そのコソコソも恋愛漫画として良かったが、もっと嬉しいのは、周囲のありよう。人としてどうよ、という感じがなかった。
絵柄は正直私の好みとはちょっと離れていて、特に瞳の描きかた、素朴であっさりしたビー玉、新菜の顔アップとなると全体として幼い印象であり、男子に少女漫画的な華がないことは(自称王子は別として)、恋愛真っ只中のキラキラを減らしてる。服の趣味には本当はもっと垢抜けた感じが欲しい。モデルで人気出てる、と来れば存在感の強さ欲しい。途中、小田さんより平井くんが輝きを持つ見た目になるのは致し方ないが、5巻くらいまでと7巻の両者は、まるでそっくり入れ替わったかの印象で、ちと読者心理がもたなくなるならないか?
でも、話の展開に絡むキャラ達の思考や言葉の選択には、先を読みたくさせる巧みな推進力があって、完結まで二人の経過を楽しみにしている。
微妙な時期は過ぎたから。
(途中でうまく行くカップルは最後は…という話は世の中に一定数見かけるパターンではあるが、それは絶対止めて!、と、今は手を合わせて心底から祈る気持ちで見届けている。)

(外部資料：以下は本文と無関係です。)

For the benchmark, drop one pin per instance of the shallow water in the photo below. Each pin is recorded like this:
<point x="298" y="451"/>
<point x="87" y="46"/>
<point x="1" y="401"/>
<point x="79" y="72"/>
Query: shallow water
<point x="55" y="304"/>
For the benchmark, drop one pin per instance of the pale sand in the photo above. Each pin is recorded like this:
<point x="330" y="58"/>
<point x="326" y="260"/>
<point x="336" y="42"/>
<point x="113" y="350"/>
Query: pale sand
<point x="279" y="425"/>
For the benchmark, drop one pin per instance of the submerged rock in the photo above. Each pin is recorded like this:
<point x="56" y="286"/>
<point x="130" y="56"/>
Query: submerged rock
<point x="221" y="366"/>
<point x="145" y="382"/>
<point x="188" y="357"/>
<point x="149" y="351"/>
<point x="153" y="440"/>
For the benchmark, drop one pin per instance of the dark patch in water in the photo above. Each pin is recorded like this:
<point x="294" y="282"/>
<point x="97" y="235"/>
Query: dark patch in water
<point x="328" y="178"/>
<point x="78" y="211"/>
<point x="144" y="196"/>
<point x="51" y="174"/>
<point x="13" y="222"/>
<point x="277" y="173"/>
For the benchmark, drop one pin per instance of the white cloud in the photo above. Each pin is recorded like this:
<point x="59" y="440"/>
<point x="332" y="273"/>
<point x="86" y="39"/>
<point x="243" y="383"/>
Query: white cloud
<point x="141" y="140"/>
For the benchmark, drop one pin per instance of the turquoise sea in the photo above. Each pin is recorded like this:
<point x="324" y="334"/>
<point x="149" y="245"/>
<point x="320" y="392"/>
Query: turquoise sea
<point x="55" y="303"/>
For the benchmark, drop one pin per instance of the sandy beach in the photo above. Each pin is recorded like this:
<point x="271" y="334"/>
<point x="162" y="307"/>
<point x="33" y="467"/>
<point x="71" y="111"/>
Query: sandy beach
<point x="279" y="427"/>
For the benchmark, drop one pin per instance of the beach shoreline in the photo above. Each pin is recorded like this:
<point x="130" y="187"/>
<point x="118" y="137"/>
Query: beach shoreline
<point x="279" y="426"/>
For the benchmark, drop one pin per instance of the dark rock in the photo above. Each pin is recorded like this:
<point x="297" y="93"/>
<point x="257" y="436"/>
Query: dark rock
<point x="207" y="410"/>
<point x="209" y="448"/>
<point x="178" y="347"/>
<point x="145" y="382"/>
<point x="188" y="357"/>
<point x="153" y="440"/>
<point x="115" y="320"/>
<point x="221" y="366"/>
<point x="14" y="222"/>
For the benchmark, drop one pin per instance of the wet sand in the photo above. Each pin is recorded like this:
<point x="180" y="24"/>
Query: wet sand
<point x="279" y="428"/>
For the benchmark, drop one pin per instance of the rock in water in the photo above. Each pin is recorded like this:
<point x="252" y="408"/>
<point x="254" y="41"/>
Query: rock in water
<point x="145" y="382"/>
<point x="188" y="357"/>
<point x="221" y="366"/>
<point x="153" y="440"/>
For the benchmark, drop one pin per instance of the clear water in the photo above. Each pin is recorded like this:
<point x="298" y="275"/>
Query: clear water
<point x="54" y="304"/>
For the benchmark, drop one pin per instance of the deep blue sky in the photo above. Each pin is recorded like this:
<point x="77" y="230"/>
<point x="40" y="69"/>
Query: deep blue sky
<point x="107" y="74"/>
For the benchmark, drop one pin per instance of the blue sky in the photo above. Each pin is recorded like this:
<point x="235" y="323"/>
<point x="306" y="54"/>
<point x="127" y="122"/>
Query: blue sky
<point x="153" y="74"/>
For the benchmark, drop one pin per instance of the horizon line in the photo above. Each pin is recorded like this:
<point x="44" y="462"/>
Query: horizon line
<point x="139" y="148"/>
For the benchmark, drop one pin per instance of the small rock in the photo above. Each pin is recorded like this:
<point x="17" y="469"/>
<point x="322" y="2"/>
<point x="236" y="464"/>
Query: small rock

この後春田なな先生「チョコレートコスモス」を再読しようかな。
教師と、とか、義兄弟と、とかは、少女漫画好きな私にも大好きな型(BLにも頻出)。身近に実例ある上、他にも、十代のときは、生徒の高校大学卒業待って結婚した院卒女子の話も聞いた。相手が誰であったからと知って引くことは結局出来ずに、悩みながらも好きになった気持ちで前に進んでく、というロマンス物は私の大好物だ。
完結巻まで読破。ドロドロせずに暗さも持たせずに二人は育んでいきました、マル、と言う感じ。
普通に出逢って恋人になったつもりが、お互い相手のことをしっかりと知ったらそういう事だった、というフツーっぽさがいい意味で良く出てた。
平井君が悪い意味で少女漫画展開の立ち位置。メインの二人の恋路にあくまでほどほどにアピール。
三十数年の時の経過が視覚的には最終頁以外解りにくかった。
喫茶店場面内部の描写はもっと欲しかった。